Distorted recording when using overdub

I am using audacity 2.0.2 on a PC running Windows 7 professional (64 bit)
Whenever I go to record something, everything that I record using overdubbing comes out heavily distorted. Recording single tracks is fine but I don’t want to do everything like that because it makes what I record sound unnatural. This problem also occurred in the previous version of audacity that I used (1.3). The equipment that I am using is a Alesis multimix 4 connected to the computer via USB cable. the mixer has a microphone, keyboard, electric drum-kit and acoustic guitar connected to it although I don’t think that they are causing the problem because I have used them in several different orders and configurations and all of them have the problem. it isn’t simply that the gain is set to high because the settings are the same as they were for recording the previous tracks.
Thanks for your time,
Ed

See this topic: https://forum.audacityteam.org/t/mic-to-headphone-latency/26412/1

Thanks for replying but the issue you linked to is dealing with latency. I appreciate that we are using a similar bit of hardware. but our problems are totally different.

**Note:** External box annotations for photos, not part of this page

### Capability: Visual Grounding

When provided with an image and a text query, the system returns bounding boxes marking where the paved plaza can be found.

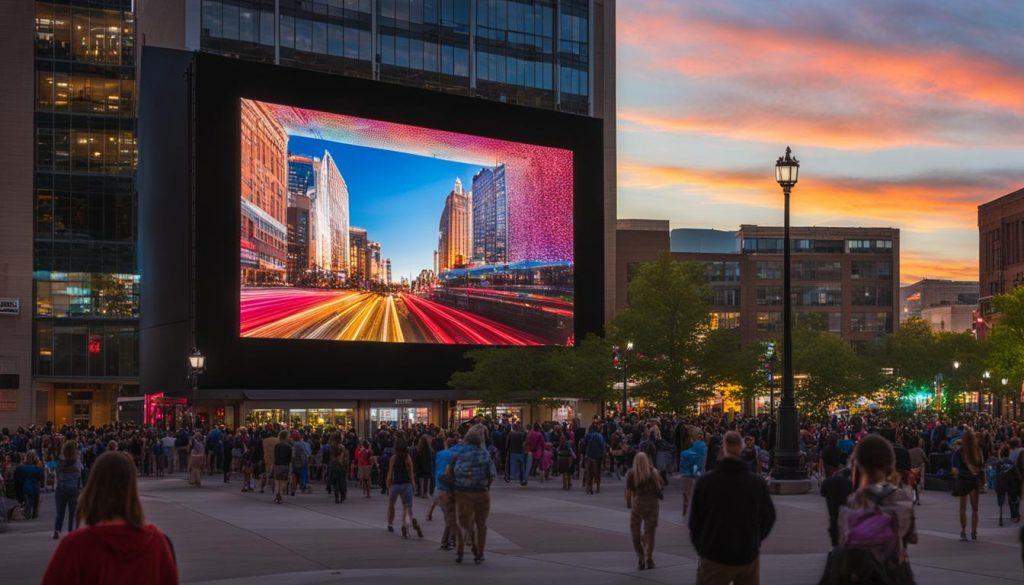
[0,475,1024,585]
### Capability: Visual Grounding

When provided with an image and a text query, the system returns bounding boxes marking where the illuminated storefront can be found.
[247,408,355,428]
[370,401,431,428]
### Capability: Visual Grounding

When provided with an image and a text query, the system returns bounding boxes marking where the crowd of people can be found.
[6,411,1024,584]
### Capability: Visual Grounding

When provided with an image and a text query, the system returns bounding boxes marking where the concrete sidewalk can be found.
[0,475,1024,585]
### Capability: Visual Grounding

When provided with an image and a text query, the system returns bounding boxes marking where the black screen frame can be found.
[191,53,604,389]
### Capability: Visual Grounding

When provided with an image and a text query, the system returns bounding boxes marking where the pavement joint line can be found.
[149,474,331,571]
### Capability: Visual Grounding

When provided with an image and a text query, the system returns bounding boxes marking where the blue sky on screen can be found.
[288,136,480,282]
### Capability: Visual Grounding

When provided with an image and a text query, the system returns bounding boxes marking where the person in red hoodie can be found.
[42,451,178,585]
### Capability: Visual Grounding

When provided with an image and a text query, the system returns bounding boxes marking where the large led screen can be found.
[240,99,573,345]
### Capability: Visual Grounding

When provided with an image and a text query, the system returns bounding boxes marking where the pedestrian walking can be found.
[820,434,918,585]
[272,430,292,504]
[451,424,498,563]
[14,449,46,519]
[42,451,178,585]
[679,427,708,516]
[950,428,984,542]
[821,467,853,547]
[555,434,575,490]
[626,452,665,571]
[689,430,775,585]
[507,424,529,487]
[583,424,608,495]
[53,440,82,539]
[385,437,423,538]
[328,430,348,504]
[355,438,375,500]
[427,437,459,550]
[188,430,206,488]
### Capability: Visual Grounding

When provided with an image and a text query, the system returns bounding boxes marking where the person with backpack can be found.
[626,451,665,571]
[555,434,575,491]
[445,424,498,563]
[992,445,1021,526]
[679,427,708,516]
[821,467,853,547]
[689,430,775,585]
[819,434,918,585]
[950,428,984,542]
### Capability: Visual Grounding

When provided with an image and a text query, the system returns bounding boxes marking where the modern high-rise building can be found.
[470,165,509,264]
[437,178,472,273]
[367,242,385,283]
[288,155,316,284]
[312,151,350,274]
[241,99,290,286]
[0,0,139,426]
[348,227,371,282]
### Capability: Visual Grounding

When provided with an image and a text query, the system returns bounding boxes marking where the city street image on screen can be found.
[240,99,573,345]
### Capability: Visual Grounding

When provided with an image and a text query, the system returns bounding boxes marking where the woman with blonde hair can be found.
[42,451,178,585]
[950,428,985,541]
[626,451,664,571]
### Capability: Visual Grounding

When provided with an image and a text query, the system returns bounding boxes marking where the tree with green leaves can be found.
[449,346,565,408]
[793,326,874,416]
[987,287,1024,406]
[608,252,713,411]
[449,334,615,408]
[700,329,768,400]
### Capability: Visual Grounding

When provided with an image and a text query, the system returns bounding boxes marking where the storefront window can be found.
[370,406,430,429]
[247,409,355,428]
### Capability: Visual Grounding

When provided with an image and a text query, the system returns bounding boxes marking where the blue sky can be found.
[288,136,480,282]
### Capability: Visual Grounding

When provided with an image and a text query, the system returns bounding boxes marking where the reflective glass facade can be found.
[33,0,139,378]
[200,0,593,114]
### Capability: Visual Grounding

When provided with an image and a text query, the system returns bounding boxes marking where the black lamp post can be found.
[188,347,206,428]
[772,147,807,479]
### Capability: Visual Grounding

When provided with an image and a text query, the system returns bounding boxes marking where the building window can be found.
[850,312,892,333]
[853,287,893,306]
[791,240,843,254]
[757,287,782,305]
[742,238,784,254]
[756,311,782,332]
[846,240,893,254]
[33,271,139,319]
[793,260,843,281]
[757,262,782,281]
[711,287,740,306]
[705,261,739,283]
[796,285,843,306]
[711,311,739,329]
[850,260,893,281]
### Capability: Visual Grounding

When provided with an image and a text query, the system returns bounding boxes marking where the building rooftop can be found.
[615,219,669,232]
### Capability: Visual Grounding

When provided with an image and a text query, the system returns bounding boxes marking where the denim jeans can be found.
[509,453,529,484]
[53,486,79,532]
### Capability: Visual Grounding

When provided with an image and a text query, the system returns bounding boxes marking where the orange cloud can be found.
[618,160,1024,232]
[618,3,1024,149]
[899,249,978,284]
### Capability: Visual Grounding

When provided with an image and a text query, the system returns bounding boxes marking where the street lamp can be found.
[188,347,206,428]
[772,147,807,479]
[623,341,633,418]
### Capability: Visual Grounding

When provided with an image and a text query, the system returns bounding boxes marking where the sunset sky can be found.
[617,0,1024,283]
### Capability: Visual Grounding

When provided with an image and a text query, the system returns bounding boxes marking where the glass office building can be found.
[196,0,594,115]
[30,0,139,424]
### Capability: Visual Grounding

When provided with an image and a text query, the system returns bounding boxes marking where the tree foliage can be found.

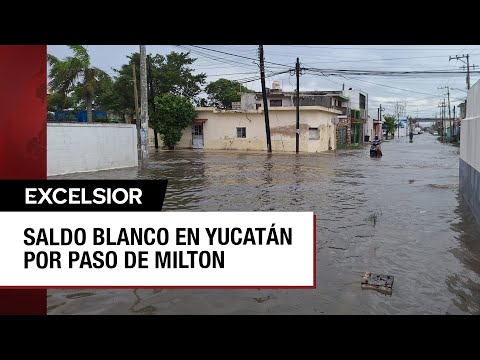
[99,52,206,124]
[47,45,109,122]
[205,78,252,109]
[150,93,197,149]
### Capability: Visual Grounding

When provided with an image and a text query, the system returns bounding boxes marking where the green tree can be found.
[151,51,207,101]
[205,78,252,109]
[150,94,197,150]
[47,92,75,112]
[102,52,206,124]
[47,45,108,123]
[384,115,397,137]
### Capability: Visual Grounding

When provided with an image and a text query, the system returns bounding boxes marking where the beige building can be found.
[150,106,342,152]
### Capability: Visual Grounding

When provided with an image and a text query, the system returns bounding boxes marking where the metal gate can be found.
[192,124,203,149]
[339,127,347,145]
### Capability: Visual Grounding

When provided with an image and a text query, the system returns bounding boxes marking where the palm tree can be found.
[47,45,108,123]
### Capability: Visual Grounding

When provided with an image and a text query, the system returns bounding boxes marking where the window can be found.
[237,128,247,138]
[308,128,320,140]
[193,125,203,135]
[360,94,365,109]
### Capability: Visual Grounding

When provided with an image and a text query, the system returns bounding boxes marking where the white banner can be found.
[0,212,315,288]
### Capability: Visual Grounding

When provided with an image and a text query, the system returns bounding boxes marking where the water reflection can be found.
[49,134,480,314]
[446,194,480,314]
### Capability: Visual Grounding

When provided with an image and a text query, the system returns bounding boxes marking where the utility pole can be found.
[140,45,148,169]
[295,58,300,154]
[132,62,142,153]
[448,54,477,89]
[395,101,408,139]
[438,99,446,142]
[439,86,450,141]
[147,55,158,149]
[258,45,272,152]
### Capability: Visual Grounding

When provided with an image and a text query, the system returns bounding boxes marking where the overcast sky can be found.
[48,45,480,117]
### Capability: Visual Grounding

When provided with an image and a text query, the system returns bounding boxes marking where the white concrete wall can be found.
[47,123,138,176]
[460,81,480,171]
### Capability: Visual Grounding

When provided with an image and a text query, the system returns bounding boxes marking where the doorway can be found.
[192,124,203,149]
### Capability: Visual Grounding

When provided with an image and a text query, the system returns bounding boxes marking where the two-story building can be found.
[150,82,373,152]
[240,81,374,146]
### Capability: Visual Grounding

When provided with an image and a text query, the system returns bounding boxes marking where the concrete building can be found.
[459,81,480,222]
[239,81,374,146]
[149,106,342,152]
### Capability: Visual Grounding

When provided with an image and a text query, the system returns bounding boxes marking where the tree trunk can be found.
[87,94,93,123]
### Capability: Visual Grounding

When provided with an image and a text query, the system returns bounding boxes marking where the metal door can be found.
[192,124,203,149]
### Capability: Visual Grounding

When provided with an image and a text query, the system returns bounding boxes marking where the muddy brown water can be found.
[48,134,480,314]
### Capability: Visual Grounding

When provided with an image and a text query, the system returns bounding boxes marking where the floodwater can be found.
[48,133,480,314]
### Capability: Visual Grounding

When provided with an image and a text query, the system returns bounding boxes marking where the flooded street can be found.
[48,133,480,314]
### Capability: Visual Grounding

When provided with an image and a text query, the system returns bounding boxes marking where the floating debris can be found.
[366,212,382,227]
[362,272,393,296]
[254,296,270,303]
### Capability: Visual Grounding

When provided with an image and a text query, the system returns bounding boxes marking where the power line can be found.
[190,45,292,68]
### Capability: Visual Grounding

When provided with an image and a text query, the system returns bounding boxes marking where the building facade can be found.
[239,81,374,147]
[459,81,480,222]
[150,106,342,152]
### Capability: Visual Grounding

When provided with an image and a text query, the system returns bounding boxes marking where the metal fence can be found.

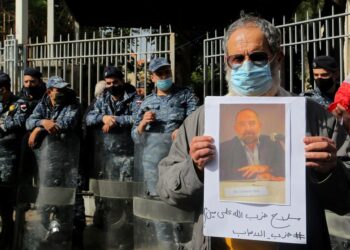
[203,8,350,96]
[0,27,175,104]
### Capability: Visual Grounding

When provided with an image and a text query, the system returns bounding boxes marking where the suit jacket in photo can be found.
[219,135,285,181]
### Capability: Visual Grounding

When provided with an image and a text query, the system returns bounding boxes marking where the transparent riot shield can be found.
[90,128,134,249]
[18,133,80,250]
[133,133,194,250]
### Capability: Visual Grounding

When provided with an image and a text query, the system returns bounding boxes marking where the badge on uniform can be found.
[9,104,16,112]
[19,103,27,112]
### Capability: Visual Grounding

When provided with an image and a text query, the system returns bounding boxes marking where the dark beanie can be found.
[312,56,339,72]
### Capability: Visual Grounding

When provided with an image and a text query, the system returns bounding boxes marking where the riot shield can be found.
[16,133,80,250]
[90,128,134,249]
[133,133,194,250]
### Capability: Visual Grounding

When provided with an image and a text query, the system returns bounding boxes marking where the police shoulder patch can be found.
[9,104,16,112]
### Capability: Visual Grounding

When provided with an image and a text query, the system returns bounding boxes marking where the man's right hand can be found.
[28,127,41,148]
[190,135,215,171]
[102,115,117,127]
[137,111,156,134]
[41,119,59,134]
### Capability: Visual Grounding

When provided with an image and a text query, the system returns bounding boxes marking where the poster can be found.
[204,97,306,244]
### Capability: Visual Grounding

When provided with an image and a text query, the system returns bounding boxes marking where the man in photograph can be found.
[220,108,285,181]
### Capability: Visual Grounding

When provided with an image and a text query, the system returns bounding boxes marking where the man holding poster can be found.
[157,15,350,250]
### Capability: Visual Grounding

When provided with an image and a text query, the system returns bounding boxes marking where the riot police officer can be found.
[86,66,135,249]
[132,57,198,249]
[24,76,85,249]
[0,72,19,249]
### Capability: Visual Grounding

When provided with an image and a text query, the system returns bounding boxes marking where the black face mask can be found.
[55,92,67,105]
[108,85,124,96]
[315,78,334,93]
[24,87,45,100]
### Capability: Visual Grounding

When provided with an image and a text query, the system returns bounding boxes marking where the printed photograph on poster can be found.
[219,104,290,205]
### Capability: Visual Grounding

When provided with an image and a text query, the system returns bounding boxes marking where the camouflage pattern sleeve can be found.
[131,97,147,143]
[5,100,30,131]
[86,97,104,126]
[56,104,80,130]
[26,102,46,130]
[186,88,199,117]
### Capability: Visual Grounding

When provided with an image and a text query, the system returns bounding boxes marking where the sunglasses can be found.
[226,51,270,69]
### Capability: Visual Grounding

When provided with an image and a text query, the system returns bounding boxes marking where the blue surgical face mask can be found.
[157,77,173,91]
[231,61,272,96]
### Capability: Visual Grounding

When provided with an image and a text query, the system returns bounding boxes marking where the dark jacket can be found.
[220,135,285,180]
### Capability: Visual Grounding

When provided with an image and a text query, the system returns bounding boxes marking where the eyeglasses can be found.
[226,51,272,69]
[106,80,120,86]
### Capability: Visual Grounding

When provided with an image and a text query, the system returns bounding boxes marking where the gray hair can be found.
[95,80,106,98]
[224,14,281,56]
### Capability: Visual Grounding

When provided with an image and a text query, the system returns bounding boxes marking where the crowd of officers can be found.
[0,58,199,249]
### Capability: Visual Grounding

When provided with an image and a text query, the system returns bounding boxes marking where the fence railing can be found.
[0,27,175,104]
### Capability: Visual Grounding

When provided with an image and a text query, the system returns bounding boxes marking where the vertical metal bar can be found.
[220,36,224,95]
[203,33,208,98]
[306,11,310,52]
[318,8,322,50]
[293,14,298,53]
[331,5,335,49]
[338,17,349,79]
[300,24,305,92]
[170,33,176,81]
[312,21,317,58]
[325,19,329,55]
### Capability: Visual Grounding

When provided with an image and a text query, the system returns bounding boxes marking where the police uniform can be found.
[0,72,19,249]
[86,91,135,127]
[132,57,198,249]
[132,85,198,141]
[86,66,137,249]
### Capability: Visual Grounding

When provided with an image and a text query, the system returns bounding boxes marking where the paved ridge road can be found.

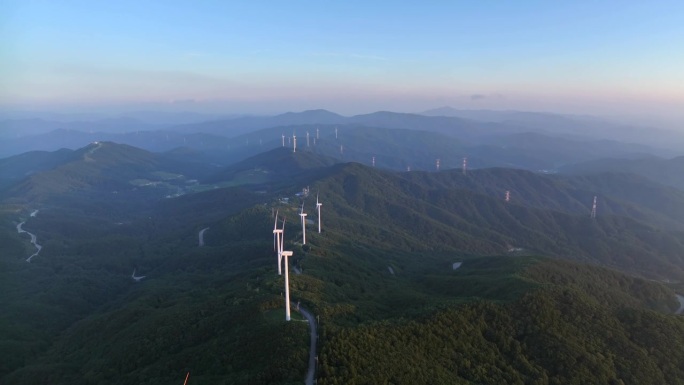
[298,306,317,385]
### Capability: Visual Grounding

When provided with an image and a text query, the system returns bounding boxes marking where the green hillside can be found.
[0,143,684,384]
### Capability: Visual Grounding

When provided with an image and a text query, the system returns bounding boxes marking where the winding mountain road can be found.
[298,306,317,385]
[17,214,43,263]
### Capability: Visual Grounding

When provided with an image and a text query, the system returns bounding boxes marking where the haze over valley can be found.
[0,1,684,385]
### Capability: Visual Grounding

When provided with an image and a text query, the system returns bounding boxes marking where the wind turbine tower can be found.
[273,212,285,275]
[282,250,292,321]
[299,202,306,245]
[316,194,323,234]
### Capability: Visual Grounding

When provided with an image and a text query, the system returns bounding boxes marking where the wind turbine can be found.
[282,250,292,321]
[299,202,306,245]
[316,194,323,234]
[273,212,285,275]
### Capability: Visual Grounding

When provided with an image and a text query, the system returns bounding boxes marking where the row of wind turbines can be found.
[273,194,323,321]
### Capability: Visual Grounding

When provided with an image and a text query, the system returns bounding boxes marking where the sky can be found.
[0,0,684,120]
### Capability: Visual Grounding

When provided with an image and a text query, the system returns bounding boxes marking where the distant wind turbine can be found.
[316,194,323,234]
[299,202,306,245]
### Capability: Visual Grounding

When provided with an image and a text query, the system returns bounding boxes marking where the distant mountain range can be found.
[0,140,684,385]
[0,110,684,178]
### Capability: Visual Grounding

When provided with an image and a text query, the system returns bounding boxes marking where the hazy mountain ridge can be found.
[0,140,684,384]
[559,156,684,190]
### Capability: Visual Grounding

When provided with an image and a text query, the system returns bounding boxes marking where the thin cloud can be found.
[311,52,389,61]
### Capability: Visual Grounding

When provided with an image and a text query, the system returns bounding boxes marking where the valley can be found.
[0,112,684,384]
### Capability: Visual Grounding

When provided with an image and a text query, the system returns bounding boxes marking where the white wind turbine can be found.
[316,194,323,234]
[273,212,285,275]
[299,202,306,245]
[281,250,292,321]
[273,214,292,321]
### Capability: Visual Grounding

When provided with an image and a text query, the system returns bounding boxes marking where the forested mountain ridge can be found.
[0,142,684,384]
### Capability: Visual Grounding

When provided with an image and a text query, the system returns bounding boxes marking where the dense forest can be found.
[0,144,684,385]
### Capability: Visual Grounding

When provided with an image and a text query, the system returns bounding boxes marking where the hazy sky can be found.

Sorry, I should have said, see this post: https://forum.audacityteam.org/t/mic-to-headphone-latency/26412/9
I know that the topic is different, but that specific post is probably relevant.

If it still does not make sense or you don’t see the relevance, please describe in detail what you have plugged into where, what settings you have in the Device Toolbar and precisely how your mixer is set up.

Basically the Alesis multimix does not seem to be very good for overdub recording with Audacity, but if I know exactly how you have it set up I may be able to help you to get it better than now.

If you like to record YouTube audio or other internet services, you might forget to change your Audacity input back to a physical device and not the internet service. The upshot of that will be multiple recordings of the same thing. Recording track one will give you track one, but recording track two will give you track one and track two. And so on up. If you like to record hot, that will cause high volume overload in rapid order.

Inspect the Windows Control Panels and Audacity Preferences and make sure you’re recording a specific physical device and not Stereo-Mix or WAV-Out.